Psychologist Harriet Lerner’s advice on changing in relationships

Harriet Lerner is an author and psychologist, currently in private practice in Lawrence.

Psychologist and author Harriet Lerner spoke Friday at the Kansas Union as part of the Kansas University School of Social Welfare’s Social Work Day 2014.

Lerner was a staff psychologist at the Menninger Clinic in Topeka for more than 30 years and a faculty member in the Karl Menninger School of Psychiatry. She has authored 11 books, including the New York Times bestseller “The Dance of Anger.” Currently she is in private practice in Lawrence.

On Friday Lerner spoke about confronting difficult issues in relationships.
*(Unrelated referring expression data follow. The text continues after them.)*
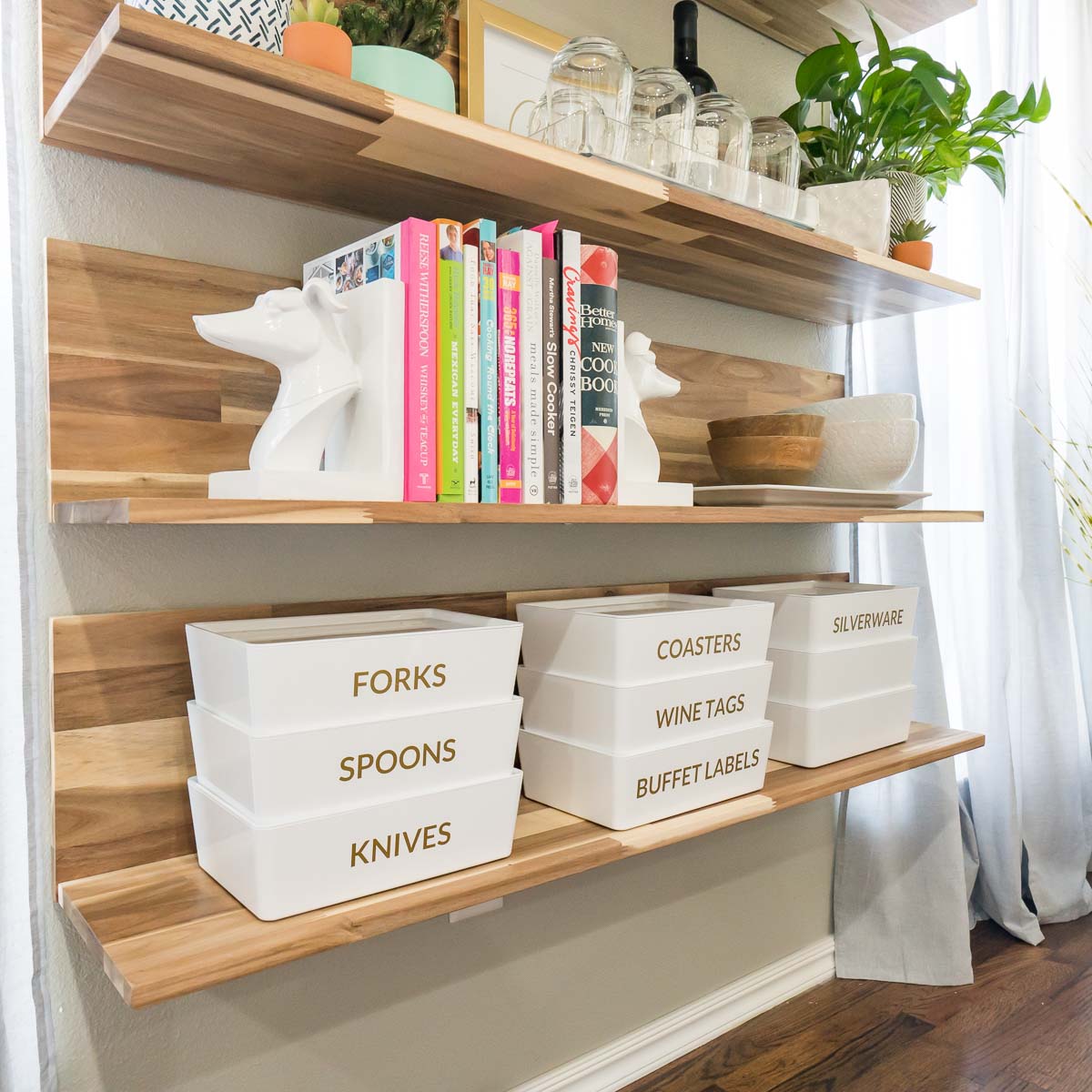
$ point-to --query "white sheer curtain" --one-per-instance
(1006, 637)
(25, 1055)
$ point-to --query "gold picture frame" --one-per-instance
(478, 17)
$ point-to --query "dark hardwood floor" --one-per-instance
(1026, 1026)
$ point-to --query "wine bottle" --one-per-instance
(686, 49)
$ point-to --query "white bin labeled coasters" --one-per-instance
(631, 790)
(816, 735)
(288, 868)
(629, 719)
(622, 640)
(279, 674)
(823, 615)
(818, 678)
(294, 774)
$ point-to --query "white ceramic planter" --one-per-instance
(816, 735)
(283, 674)
(626, 791)
(858, 213)
(818, 678)
(625, 720)
(295, 774)
(623, 640)
(824, 615)
(288, 868)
Offering an example from her own life, she mentioned speaking with her mother more than 20 years ago about some of her father’s “less reputable behaviors.”

“If you think this is easy, you just haven’t done it,” Lerner said.
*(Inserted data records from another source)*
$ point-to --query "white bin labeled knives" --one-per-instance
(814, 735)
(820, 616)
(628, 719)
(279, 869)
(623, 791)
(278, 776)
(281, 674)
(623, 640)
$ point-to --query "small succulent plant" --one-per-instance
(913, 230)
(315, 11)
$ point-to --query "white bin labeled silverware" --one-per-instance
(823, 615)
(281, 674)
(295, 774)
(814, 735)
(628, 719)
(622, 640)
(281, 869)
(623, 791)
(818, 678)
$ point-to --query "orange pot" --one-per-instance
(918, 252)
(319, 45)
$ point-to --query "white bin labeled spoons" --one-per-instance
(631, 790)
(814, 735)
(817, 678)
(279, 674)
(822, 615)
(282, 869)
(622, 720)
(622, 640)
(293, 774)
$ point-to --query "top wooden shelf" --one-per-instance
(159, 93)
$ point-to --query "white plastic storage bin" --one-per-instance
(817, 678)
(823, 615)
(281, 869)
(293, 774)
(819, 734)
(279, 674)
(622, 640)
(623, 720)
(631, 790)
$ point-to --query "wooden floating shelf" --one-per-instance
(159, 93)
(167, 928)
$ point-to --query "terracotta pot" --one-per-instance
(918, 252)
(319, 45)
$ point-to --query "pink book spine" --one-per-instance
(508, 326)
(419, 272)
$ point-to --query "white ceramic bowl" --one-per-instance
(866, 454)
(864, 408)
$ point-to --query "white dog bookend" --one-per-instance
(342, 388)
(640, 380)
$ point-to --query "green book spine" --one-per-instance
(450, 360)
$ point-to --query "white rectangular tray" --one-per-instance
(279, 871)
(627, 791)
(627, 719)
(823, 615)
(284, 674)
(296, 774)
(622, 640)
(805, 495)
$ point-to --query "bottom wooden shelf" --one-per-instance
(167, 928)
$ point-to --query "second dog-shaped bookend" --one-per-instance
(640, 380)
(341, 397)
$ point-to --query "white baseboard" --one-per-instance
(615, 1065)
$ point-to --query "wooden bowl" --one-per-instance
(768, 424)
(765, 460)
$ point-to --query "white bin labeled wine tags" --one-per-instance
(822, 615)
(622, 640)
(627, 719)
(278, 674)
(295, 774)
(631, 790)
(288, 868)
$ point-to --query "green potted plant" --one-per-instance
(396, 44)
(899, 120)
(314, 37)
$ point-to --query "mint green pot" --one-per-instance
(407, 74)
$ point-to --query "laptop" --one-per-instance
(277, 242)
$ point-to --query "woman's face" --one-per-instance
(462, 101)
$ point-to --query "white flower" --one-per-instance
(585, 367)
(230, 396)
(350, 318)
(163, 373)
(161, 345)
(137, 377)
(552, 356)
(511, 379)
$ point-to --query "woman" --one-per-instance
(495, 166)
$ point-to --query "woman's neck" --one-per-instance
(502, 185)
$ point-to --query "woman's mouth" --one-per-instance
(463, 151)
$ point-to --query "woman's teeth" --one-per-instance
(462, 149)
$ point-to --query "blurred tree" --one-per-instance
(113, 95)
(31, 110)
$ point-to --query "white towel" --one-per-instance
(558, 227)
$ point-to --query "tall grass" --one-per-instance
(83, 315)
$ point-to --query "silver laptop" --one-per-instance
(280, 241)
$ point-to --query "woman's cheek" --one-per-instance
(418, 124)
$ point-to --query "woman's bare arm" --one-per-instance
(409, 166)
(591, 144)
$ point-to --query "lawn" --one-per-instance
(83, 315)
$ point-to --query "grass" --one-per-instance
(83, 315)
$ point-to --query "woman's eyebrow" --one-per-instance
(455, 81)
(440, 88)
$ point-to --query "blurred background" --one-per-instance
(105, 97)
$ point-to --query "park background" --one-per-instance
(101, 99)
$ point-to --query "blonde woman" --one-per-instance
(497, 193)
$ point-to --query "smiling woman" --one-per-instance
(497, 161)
Lerner offered audience members eight “steps to courageous acts of change” people can make themselves to affect important relationships.

Each came with nuance and caveats. For instance, one of Lerner’s steps called on listeners to “say what you think and feel about things that matter.”

At the same time, she noted, “In the name of truth or the name of authenticity, people bludgeon each other.” Hence the subsequent step: Refrain from sharing thoughts when appropriate.